経産省前広場の事案は、実定法上は、個別行政法の定める手続に依らず、「不法」に公有財産を占拠した「不法占用」として当該公物管理責任のある行政庁が不法占用を強制的に排するべく個別行政法に依る命令を行う手続に依ること無く、訴訟に訴える、と云うより穏健な手段で解決を図っているようです。
これは、行政手続法に依る聴聞手続を経て行政命令、そして行政代執行法に基づく代執行の一連の手続を採っても、「不法占用者」側が黙して従う筈も無く、何れかの段階で訴訟になるのが明白であったからでしょう。
どちらにしても、実定法上は、「不法」には違いが無く、訴訟には勝てる見込みは無いのでしょうが、市民側は、法廷に於いて、個別行政法に勝る唯一の法、憲法に基づく主張を行わねばならないでしょう。
この場合には、数種の主張が可能ですが、私は、憲法第16条に依ることが好ましいと思っています。
日本国憲法 第十六条 何人も、損害の救済、公務員の罷免、法律、命令又は規則の制定、廃止又は改正その他の事項に関し、平穏に請願する権利を有し、何人も、かかる請願をしたためにいかなる差別待遇も受けない。

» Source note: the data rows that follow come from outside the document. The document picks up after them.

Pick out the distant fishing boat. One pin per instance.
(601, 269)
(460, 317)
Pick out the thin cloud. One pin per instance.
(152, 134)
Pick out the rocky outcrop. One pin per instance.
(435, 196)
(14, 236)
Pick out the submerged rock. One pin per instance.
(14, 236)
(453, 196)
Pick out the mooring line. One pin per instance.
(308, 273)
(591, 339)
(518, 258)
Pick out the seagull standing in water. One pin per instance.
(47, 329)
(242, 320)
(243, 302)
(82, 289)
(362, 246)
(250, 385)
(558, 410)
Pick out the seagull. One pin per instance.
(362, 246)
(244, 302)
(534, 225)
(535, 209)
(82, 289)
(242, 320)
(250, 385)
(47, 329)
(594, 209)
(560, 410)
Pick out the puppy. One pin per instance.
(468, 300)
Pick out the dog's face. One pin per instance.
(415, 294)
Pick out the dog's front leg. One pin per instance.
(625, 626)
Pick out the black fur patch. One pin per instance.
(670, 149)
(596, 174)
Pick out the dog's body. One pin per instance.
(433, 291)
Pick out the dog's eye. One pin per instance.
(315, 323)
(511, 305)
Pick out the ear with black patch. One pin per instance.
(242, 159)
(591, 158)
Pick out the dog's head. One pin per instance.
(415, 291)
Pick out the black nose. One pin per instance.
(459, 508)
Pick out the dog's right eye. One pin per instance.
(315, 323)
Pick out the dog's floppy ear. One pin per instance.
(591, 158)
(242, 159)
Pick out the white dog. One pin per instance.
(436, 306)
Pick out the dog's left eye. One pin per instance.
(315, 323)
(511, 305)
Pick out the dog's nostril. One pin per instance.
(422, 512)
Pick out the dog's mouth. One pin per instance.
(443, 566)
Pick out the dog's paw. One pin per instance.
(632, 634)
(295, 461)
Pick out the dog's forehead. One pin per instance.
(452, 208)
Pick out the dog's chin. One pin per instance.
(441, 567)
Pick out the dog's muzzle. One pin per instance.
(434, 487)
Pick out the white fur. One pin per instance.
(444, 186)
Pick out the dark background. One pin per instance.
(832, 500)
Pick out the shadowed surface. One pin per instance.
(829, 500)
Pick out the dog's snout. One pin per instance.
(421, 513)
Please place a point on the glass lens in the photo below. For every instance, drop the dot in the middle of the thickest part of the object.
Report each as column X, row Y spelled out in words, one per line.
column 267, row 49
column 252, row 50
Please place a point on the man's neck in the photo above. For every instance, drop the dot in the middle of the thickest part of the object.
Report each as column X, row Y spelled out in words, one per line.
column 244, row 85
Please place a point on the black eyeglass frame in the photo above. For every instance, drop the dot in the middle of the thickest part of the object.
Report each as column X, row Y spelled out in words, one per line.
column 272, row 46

この条文は、嘗て、「請願権の現代的意義」として安保条約改定の時期に主張されもしましたが、憲法上は「不文」である「抵抗権」が暴力的手段による抵抗も許されるものであるのに比して、主権者である国民が当然の権利として各級行政庁なり国会なりに請願を行う権利を認めたものとして誰もが承服するのではないでしょうか。 但し、この場合には、実定法に「請願法」があり同法が「請願は、(中略)、文書でこれをしなければならない」(同法第二条)とありますので、他の物理的手段を採ってはならないのは明白です。 しかも、憲法学者の多数説は、憲法が直接に適用されるのでは無くて、全て実定法による間接的適用である、とされますので、ここでもその主張に反論しなければなりません。 肝心の憲法には、文書に依るべきとの規定も無く、憲法より下位にある実定法で憲法を制限するのは無効であるとの主張をされるべきでしょう。
こうして観ますと、この事案は、憲法訴訟として後世に残るものとなるかも知れない論点を多く含んでいることになります。 そもそも、原発と原発事故が憲法で定める人権の侵害に当たり、憲法上の人権侵害を、憲法自身が国民各自に期待した人権の守り手としての役割を果たすべくやむを得ず立ち上がり請願の挙に出たものとして違法性を欠き、その責めは、訴訟に訴えた当該行政庁にあるのでしょうから。